Multiple sclerosis (MS) is an autoimmune condition in which the protective insulation surrounding neurons in the brain and spinal cord is erroneously attacked. This can cause a wide variety of serious problems, like fatigue, dizziness, tremors, cognitive difficulties, and vision changes. There are many suspected causes of MS, including parasitic infections, Epstein-Barr virus (EBV) infections in people with a genetic susceptibility, and vitamin D deficiency. Now, scientists have found a specific type of brain cell that is closely connected to MS, and may be related to the chronic inflammation that is a hallmark of the disease. The findings, which could eventually help scientists develop better MS treatments, have been reported in Neuron.
In this study, researchers obtained skin cells from MS patients in advanced stages of disease. The skin cells were reprogrammed to create a cell type that would be able to divide and differentiate into several different kinds of brain cells. But the researchers found that some of these reprogrammed cells were becoming a special type of cell called radial glia-like (RG-like) cells. This phenomenon was six times more likely in the reprogrammed cells, or induced neural stem cells (iNSCs), from MS patients than unaffected individuals.
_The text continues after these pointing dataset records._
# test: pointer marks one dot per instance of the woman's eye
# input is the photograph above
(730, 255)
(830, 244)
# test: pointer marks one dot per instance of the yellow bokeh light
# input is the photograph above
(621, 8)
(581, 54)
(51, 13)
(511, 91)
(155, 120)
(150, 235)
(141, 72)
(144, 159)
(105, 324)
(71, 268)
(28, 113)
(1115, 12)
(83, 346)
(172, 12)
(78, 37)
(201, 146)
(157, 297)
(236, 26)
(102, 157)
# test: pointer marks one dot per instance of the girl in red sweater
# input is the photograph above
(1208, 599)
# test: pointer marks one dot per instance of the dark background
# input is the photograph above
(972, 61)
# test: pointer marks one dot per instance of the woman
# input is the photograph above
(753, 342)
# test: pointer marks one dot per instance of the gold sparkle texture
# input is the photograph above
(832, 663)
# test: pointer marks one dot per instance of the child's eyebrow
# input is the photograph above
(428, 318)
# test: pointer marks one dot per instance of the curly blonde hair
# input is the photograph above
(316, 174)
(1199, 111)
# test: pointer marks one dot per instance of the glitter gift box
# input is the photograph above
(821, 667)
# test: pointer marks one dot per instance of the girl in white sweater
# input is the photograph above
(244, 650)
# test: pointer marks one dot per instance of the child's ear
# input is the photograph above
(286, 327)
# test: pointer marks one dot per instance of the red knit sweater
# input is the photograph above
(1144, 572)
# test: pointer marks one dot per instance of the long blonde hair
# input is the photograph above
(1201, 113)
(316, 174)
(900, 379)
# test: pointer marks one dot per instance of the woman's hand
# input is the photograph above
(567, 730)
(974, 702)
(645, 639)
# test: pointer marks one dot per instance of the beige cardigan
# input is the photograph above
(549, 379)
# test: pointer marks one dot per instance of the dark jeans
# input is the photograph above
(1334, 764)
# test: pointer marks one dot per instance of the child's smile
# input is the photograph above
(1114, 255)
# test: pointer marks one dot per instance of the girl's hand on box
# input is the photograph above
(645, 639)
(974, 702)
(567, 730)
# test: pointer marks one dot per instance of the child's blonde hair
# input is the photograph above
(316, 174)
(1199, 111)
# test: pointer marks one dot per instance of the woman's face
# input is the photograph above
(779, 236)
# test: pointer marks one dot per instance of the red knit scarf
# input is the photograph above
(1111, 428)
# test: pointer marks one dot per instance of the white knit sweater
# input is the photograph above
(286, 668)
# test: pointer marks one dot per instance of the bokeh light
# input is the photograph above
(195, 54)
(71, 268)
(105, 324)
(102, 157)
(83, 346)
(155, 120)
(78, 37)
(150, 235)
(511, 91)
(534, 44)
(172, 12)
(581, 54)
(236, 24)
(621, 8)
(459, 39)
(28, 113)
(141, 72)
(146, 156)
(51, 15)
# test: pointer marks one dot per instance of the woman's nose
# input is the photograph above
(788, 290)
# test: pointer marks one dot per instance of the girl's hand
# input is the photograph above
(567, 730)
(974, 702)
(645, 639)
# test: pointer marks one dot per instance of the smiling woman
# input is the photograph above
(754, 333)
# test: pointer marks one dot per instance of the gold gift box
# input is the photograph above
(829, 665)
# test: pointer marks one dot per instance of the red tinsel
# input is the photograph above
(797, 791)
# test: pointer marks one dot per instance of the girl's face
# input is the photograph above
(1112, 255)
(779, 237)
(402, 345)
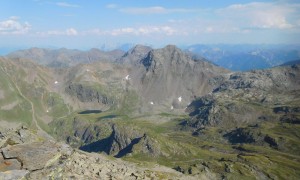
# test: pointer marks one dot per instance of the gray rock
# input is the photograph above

The researchers named these cells disease-associated RG-like cells (DARGs). These cells were found to be similar to radial glia, which act as scaffolds in brain development that can differentiate into multiple types of neurons. These radial glia cells work like building blocks and are crucial to the development of the brain. But DARGs are abnormal, and often stop dividing, entering a state known as senescence.
This study showed that DARGs carry unusual epigenetic patterns, which can affect gene expression. The scientists have not yet determined what causes these epigenetic changes. However, they seem to be boosting the response to immune signaling molecules known as interferons. This could help explain why inflammation levels are so high in MS patients.
“Our research has revealed a previously unappreciated cellular mechanism that appears central to the chronic inflammation and neurodegeneration driving the progressive phase of the disease,” said co-corresponding study author Professor Stefano Pluchino of the University of Cambridge.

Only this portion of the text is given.